Speechless: The Barack Obama Response to a Terrorist Attack

Sunday, March 30, 2008

Could be – although I certainly hope not – that we’re about to have one of those 3 o’clock in the morning moments Senator Clinton talks about.

Ayman Al-Zawahri, Al Qaeda’s second in command under Osama Bin Laden, has released a video which differs from those he and Mr. Bin Laden have produced previously.  According to one analyst I saw interviewed on MSNBC yesterday, the video seemed rushed, did not come through the usual channels and, most strikingly, used remarkably direct language in the way it seemed to literally give orders for attacks on the United States and Israel.  Who knows what all this means, but it got me thinking.  What if there is an attack before the convention, before the Democratic nominee is selected?  What difference will it make?

Senator Obama will find it difficult to resist the opportunity to remind voters that he opposed the use of military force in Iraq from the start, even when it made no sense in light of threats to our security which he acknowledged in the same October 2, 2002 speech.  The fact that the wisdom of his opposition to the use of military force in Iraq is convenient hindsight will be lost in the excitement of the moment.  (See “Reckless Endangerment” posted February 23.)  He will want to tell us that the attack might have never happened had we focused our attention on Afghanistan instead, but may not for fear voters will be annoyed by his taking advantage of the attack to further his campaign.

He’ll give one of his trademark, feel good “Obama Knows Best” speeches to divert our attention from the question at hand:  The attack has happened.  You’re President of the United States.  What specifically do you do?  “This is not a drill,” will be the message that threatens to take him off his game.

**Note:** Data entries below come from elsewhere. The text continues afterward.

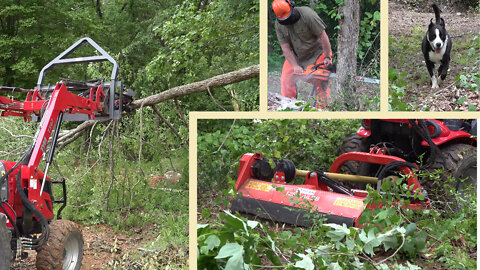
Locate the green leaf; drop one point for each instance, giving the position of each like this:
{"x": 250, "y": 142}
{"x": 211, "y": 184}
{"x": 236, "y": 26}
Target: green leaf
{"x": 410, "y": 229}
{"x": 229, "y": 250}
{"x": 334, "y": 266}
{"x": 212, "y": 242}
{"x": 461, "y": 100}
{"x": 370, "y": 242}
{"x": 235, "y": 262}
{"x": 306, "y": 262}
{"x": 205, "y": 212}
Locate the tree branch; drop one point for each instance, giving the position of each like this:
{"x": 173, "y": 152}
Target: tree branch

Personally, I don’t have the slightest idea.  Depending upon the circumstances of the attack, I can imagine all manner of reactions which might be appropriate.  I’m sure both campaigns have anticipated an attack, and have prepared their candidates with responses which will be perfectly scripted to seem instinctive and unscripted, the way you would hope a seasoned Commander-in-Chief would be ready in any eventuality.

Senator Obama believes in talking to everyone, including the leaders of countries which may be outright enemies of our state.  Admirable, but unrealistic.  Even if Al Qaeda would agree to so much as a phone call with an American President, we really don’t want to talk to them.  To meet with Al Qaeda, particularly in the aftermath of an attack, is to give them status, to recognize them in a way which elevates their movement from criminal to something higher, more civil.

He can talk to the leaders of the countries where Al Qaeda is based, but to what end?  To convince them to do our job for us?  To tell them what Secretary Rice and others have made clear to them already?  And how much time is all this talking going to take?

If not talk, then what?  John McCain will tell the voters he supports the use of our military, if necessary, to find and dispatch the perpetrators, and to punish Al Qaeda in general.  It’s the Israeli concept of hit me, I’ll hit you back harder, words to live by which have gone a long way to protect a people surrounded by its enemies.

Nobody doubts that Hillary Clinton and John McCain would engage the military, certainly for a police action of the sort we’re discussing.  Barack Obama will have to agree or risk not seeming Presidential – and do it without whining about how we got into this mess.  Even more stifling, all three candidates will need to be careful not to undercut the current administration for which this scenario will be far from an academic exercise.  With a new administration just months away, our allies and enemies alike will want to wait to do business with the next Commander-in-Chief, particularly if they sense he might be naïve, inexperienced, and disinclined to use force.

Strip away the power of his rhetoric, hardly an effective weapon against terrorists, replace the exuberant crowds with a nation of worried families and concerned businesses.  What does that leave for him to demonstrate the insight and leadership he’s so often promised?